Otar Vasilisdze Taktakishvili (Georgian: ოთარ თაქთაქიშვილი; Russian: Отар Васильевич Тактакишвили; 27 July 1924 – 21 February 1989) was a prominent Georgian composer, teacher, conductor, and musicologist of the Soviet period. Although in the West Taktakishvili is perhaps best known for his 1968 Sonata for Flute and Piano, his works include two symphonies, four piano concertos, two violin concertos, two cello concertos, and operas (Mindia, First Love, The Abduction of the Moon, Mususi, Three Tales). He also wrote several symphonic poems and oratorios, as well as adaptations of Georgian folk songs and a multitude of compositions for instruments and voice.

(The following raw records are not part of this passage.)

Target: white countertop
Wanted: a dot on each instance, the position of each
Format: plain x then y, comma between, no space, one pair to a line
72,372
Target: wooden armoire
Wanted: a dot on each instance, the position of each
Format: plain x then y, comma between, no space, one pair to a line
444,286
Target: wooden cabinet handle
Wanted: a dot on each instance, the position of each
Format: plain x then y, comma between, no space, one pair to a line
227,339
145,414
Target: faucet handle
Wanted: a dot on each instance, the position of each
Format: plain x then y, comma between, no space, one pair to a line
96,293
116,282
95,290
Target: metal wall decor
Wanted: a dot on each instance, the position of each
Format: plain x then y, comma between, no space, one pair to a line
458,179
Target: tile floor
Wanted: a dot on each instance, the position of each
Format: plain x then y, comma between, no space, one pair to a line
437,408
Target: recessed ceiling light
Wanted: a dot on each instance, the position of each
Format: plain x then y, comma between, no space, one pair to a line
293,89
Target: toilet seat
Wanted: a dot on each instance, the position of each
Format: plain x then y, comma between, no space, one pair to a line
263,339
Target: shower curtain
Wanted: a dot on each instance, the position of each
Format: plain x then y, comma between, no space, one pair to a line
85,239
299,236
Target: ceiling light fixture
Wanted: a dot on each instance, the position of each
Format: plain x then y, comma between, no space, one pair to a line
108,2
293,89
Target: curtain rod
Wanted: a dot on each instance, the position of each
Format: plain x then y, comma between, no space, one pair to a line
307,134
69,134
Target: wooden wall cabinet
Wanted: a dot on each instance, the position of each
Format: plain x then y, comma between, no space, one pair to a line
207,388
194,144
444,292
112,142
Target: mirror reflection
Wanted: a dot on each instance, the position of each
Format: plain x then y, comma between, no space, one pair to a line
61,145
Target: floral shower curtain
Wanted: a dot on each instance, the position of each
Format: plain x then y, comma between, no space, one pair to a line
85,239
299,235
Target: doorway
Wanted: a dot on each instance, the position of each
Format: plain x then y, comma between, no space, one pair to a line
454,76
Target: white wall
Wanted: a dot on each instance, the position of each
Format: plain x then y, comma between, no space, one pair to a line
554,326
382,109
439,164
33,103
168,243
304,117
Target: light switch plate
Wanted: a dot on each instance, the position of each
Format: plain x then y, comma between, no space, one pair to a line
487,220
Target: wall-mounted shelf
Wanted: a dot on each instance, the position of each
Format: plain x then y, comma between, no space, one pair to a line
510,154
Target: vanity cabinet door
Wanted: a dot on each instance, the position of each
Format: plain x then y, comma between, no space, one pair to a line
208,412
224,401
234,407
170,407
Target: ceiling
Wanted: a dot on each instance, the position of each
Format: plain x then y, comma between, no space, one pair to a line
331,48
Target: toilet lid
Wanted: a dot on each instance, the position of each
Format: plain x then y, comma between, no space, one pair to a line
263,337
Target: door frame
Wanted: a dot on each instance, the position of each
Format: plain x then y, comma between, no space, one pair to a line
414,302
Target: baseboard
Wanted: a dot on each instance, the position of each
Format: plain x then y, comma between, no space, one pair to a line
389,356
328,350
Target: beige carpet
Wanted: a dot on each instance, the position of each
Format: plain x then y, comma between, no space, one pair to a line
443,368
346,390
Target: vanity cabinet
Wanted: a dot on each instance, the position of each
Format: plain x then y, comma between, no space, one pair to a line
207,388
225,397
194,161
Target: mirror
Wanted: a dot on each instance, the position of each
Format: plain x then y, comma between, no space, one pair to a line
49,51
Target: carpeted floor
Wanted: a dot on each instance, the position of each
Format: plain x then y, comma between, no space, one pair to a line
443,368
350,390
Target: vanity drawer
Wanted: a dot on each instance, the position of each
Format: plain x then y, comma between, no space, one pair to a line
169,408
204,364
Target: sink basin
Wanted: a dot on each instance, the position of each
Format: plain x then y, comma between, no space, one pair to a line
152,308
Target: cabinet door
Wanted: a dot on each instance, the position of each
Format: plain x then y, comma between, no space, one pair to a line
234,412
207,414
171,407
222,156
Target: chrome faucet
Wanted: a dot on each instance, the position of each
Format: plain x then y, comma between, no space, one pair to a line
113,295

While still a student at the Tbilisi State Conservatory, Taktakishvili composed the Anthem of the Georgian Soviet Socialist Republic. By 1949 he became a Professor of the Conservatory, as well as the conductor and artistic director of the Georgian State Chorus. In 1951, he received his first Stalin Prize (USSR State Prize) for his First Symphony. In 1962, Taktakishvili became Chairman of the Georgian Composers’ Union; and in 1965, the Minister for Culture of the Georgian Republic, until 1983.[1] He was awarded the title of People’s Artist of the USSR in 1974, the Lenin Prize in 1982, and the USSR State Prize in 1951, 1952 and 1967. Throughout his career, he also served as a member of the international musical committee of UNESCO, and twice headed the electoral committee for the International Tchaikovsky Competition in Moscow.
Otar V. Taktakishvili was born and grew up in Tbilisi, Georgia, in a musical family. He was raised by a single mother, noblewoman Elisabed Mikhailis asuli Taktakishvili, who worked as an artist at the Georgian Opera House. As a result of his mother’s background Otar had a childhood rich in music. He was also strongly influenced by his uncle Shalva Taktakishvili, who was a composer and a professor at the Tbilisi Conservatory. Shalva was one of the founders of the “Association of Young Georgian String Orchestra”, and had authored operas, ballets and chamber works. Otar’s other uncle, Giorgi Taktakishvili was a cellist and director of a music school. His uncles were young Otar’s first musical guides and influences. From a young age, the composer showed great musical promise, and as a child was able to correctly guess notes played on the piano while blindfolded.Otar’s mother Elizabeth and his aunt in the c. early 1900s
While attending the No42 School on Barnov St. in Tbilisi, Otar started his piano lessons with Tamara V. Bagrationi. He subsequently studied with several piano educators including Militsa K. Korius, Anastasia D. Virasladze, and Evgenia Vasilievna Cherniavskaia, where he met his future wife, Irina Giorgienvna Chirakadze, with whom he lived until the end of his life in 1989. Their romance started at the piano while practicing a piano piece for four hands. At the end of high school, he attended and received a diploma from the Air Force Technicuum until he began his studies at the Tbilisi conservatory.
Soon after entering the conservatory in 1942, while Georgia was at war with Nazi Germany, Taktakishvili composed the Anthem of the Georgian Soviet Socialist Republic. According to the composer’s own report, his mother had urged him to enter the contest for the National Anthem after seeing the words to the anthem published in the newspaper. The 19-year-old composer wrote the music “in one try”, submitted his entry and forgot about the contest. He only found out that his music had been selected when he stood outside the concert hall and heard his anthem being played.
Taktakishvili studied at the Tbilisi Conservatory under Aleksandr Gauk, Sergei V. Barchudarian and Andria Balanchivadze. The composer’s early influences were Georgian folk music, composers of the classical era, e.g. Mozart, J.S. Bach and Beethoven, and more modern composers, including Alexander Scriabin, Sergei Prokofiev, Dmitri Shostakovich. In his senior year, Taktakishvili had the opportunity to study with Dmitri Shostakovich, and that led to a long-standing collaboration and friendship.
Taktakishvili was survived by his spouse, Irina Chirakadze, who resided in the same apartment on 6 Taktakishvili street (former Riga street) where the composer lived from 1964 until 1989, as well as his son Mikhail O. Taktakishvili, who was a professor of Chemistry, and grandson Otar M. Taktakishvili, who is a physician and a composer, living in New York.